L’insertion socioprofessionnelle des personnes en situation de handicap poursuit sa progression au Togo. Trois ans après son lancement, le Projet d’appui à l’insertion socioprofessionnelle des personnes handicapées au Togo (PAISPHT) affiche un taux d’exécution physique de 80 %. Les résultats enregistrés traduisent une avancée dans la formation des bénéficiaires, leur installation dans une activité génératrice de revenus ainsi que le renforcement de l’accessibilité à plusieurs services.
Le bilan a été présenté le 24 juillet lors d’une conférence de presse présidée par la ministre des Solidarités, du Genre, de la Famille et de la Protection de l’enfance, Moni Sankaredja-Sinandja. À cette occasion, le coordonnateur du projet, Tchèdjiko Noël Komadan, est revenu sur les réalisations déjà accomplies et les actions prévues jusqu’en 2027.

Mis en œuvre grâce à un financement de l’État togolais de 895,255 millions de F CFA, le PAISPHT a pour objectif de favoriser l’autonomie économique des personnes en situation de handicap. Le programme couvre notamment la formation professionnelle, l’installation des bénéficiaires à la fin de leur apprentissage, l’amélioration de l’accessibilité des centres d’examen ainsi que la mise à disposition de technologies d’assistance comme des fauteuils roulants, des tricycles, des béquilles et des cannes blanches.
Les chiffres communiqués montrent une évolution constante. Entre septembre 2023 et juin 2026, 576 personnes ont intégré un parcours d’apprentissage sur l’ensemble du territoire national. Par ailleurs, 515 bénéficiaires ayant achevé leur formation ont déjà reçu un kit d’installation, sur un objectif de 750. En matière d’accessibilité, 80 rampes ont été réalisées dans des centres d’examen sur les 100 prévues. À cela s’ajoute la distribution de 303 équipements d’assistance, tandis que les acquisitions restantes sont programmées entre la fin de l’année 2026 et 2027.
Selon Tchèdjiko Noël Komadan, ces résultats ont été obtenus grâce à une réorganisation de certaines activités. « La formation et l’implication de formateurs endogènes au sein des communes se sont révélées déterminantes pour assurer un suivi de proximité des bénéficiaires et garantir la pérennité des acquis », a-t-il expliqué.

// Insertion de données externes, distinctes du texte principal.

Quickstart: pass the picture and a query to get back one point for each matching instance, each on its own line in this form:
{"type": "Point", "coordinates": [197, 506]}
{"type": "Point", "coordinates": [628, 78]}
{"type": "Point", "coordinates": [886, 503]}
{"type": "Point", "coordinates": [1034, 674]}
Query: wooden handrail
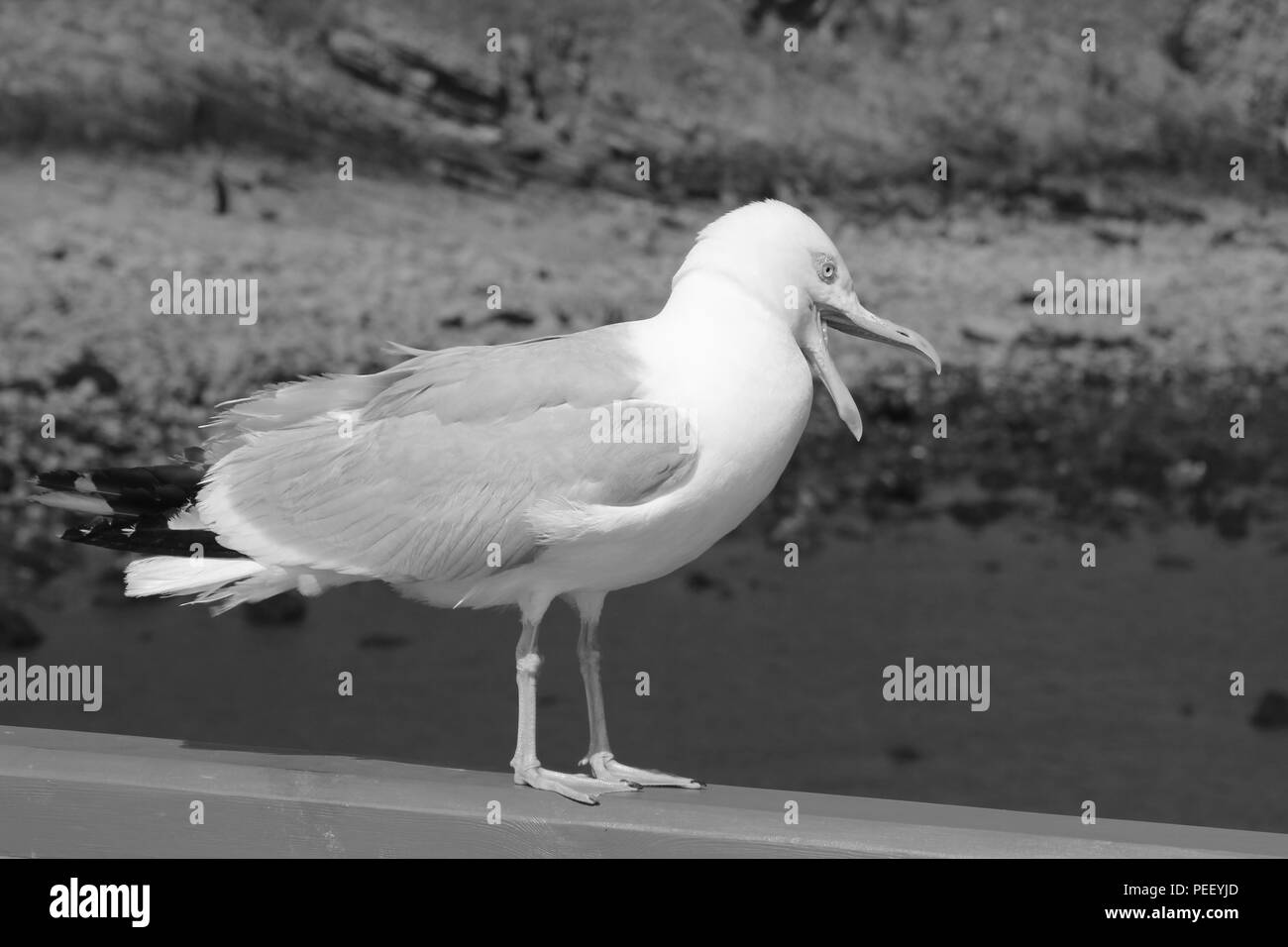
{"type": "Point", "coordinates": [73, 793]}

Le projet devait initialement prendre fin après trois années d’exécution. Toutefois, des retards dans la mobilisation des ressources ont conduit à une prolongation d’une année. Cette période supplémentaire permettra d’achever les actions prévues, notamment l’installation des 235 bénéficiaires restants, la construction des 20 dernières rampes d’accès et l’acquisition d’environ 400 équipements d’assistance.
Le coordonnateur a également rappelé que les besoins demeurent importants. Au lancement du programme, 5 423 personnes avaient été identifiées comme bénéficiaires potentielles, alors que les ressources disponibles permettent d’accompagner près de 800 personnes. Ce constat met en évidence la nécessité de poursuivre les efforts afin d’élargir progressivement la prise en charge.
Prenant la parole, la ministre Moni Sankaredja-Sinandja a souligné la portée du projet pour la politique sociale du pays. « Il est donc essentiel de poursuivre les efforts engagés et de consolider les synergies entre les différents acteurs intervenant dans le domaine de l’inclusion sociale », a-t-elle déclaré.
Ces avancées viennent renforcer les actions conduites par le gouvernement togolais en faveur de l’inclusion. Au fil des dernières années, le pays a multiplié les mesures destinées à améliorer l’accès des personnes en situation de handicap à l’éducation, à la formation professionnelle, à l’emploi et aux services publics. Selon les données nationales, le Togo compte environ 1 023 270 personnes en situation de handicap, en incluant les personnes atteintes d’albinisme et celles de petite taille.